Estas son las cosas que sorprenden -y hasta apasionan- de la genealogía: que “casi” todos resultamos parientes de casi todos. Y la razón es bien simple. Según científicos europeos, los 7 mil millones de humanos nos podemos reunir máximo en 30 familias, si seguimos el rastro de algo que ya se conocía desde hace años, antes del reciente descubrimiento del código genético: el conjunto de genes que se llama mitocondria y que solo heredamos de nuestras madres. ¿Y porqué solo de ellas? Pues porque cuando el espermatozoide fecunda el óvulo, bota su “colita”, en donde está la mitocondria del padre y, entonces, en el feto solo actúa la mitocondria de la madre. Cosas del Padre Creador. (Y tal vez por eso, en algunas agrupaciones humanas prima el apellido... de la madre).  

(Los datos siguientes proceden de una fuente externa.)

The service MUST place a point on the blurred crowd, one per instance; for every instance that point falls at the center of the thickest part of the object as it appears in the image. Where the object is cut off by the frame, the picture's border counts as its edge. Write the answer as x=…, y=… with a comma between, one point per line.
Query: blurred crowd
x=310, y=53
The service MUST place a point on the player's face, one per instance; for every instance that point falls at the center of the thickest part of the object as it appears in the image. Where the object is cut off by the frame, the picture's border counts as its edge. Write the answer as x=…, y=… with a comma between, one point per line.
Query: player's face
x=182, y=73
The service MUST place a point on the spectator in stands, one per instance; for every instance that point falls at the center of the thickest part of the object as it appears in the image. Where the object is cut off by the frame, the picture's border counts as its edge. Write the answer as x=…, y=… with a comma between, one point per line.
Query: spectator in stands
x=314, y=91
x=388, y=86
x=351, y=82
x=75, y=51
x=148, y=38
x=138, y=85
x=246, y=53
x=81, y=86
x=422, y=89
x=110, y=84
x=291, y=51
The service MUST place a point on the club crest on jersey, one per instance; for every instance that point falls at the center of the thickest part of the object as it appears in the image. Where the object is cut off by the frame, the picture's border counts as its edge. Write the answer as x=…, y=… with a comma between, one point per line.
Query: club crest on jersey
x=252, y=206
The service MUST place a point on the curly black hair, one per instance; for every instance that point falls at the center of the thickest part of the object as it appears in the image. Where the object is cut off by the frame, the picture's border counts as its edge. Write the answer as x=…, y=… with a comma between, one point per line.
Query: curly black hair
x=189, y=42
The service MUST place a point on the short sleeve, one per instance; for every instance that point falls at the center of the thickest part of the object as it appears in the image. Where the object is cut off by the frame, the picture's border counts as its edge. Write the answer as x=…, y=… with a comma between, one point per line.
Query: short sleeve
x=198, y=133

(Este artículo fue publicado en uno de los “cadapodiarios” de Cartago -salen cada que pueden- hace exactamente 4 años, en plena campaña para la presidencia de la república y un ejemplar de esa edición le fue entregado a Vargas Lleras -en ese entonces aspirante a la vicepresidencia- en su visita a la ciudad, por el Maestro Humberto Moriones Ochoa, quien también desciende de una Marisancena. El candidato desconocía esto y, según Juan Carlos Pérez Buitrago que lo acompañó hasta el aeropuerto “Santa Ana”, releyó varias veces este escrito mostrándose gratamente sorprendido. Contenía también algunos renglones sobre el ancestro de Pacheco. Hoy se trata, simplemente, de dar a conocer sus antepasados cartagüeños y no pretendo hacerle “publicidad política no pagada” al candidato. Entre otras razones, porque ya tengo decidido mi voto por... Humberto De la Calle. Y a propósito: la última encuesta de Gallup vuelve a caer en la inconsistencia de todas, porque ¿cómo se explica que el candidato del Partido Liberal siga ocupando últimos renglones en la intención de voto, cuando aparece con un 51% de favorabilidad? Y es mucho más alto el rechazo a Petro, Vargas Lleras e Iván Duque, en ese orden. Por eso... ya casi nadie cree en las tales firmas encuestadoras.)

Gustavo García Vélez | CiudadRegion

Nota aclaratoria: las opiniones de los columnistas son de su estricta responsabilidad y no representan la opinión de este portal.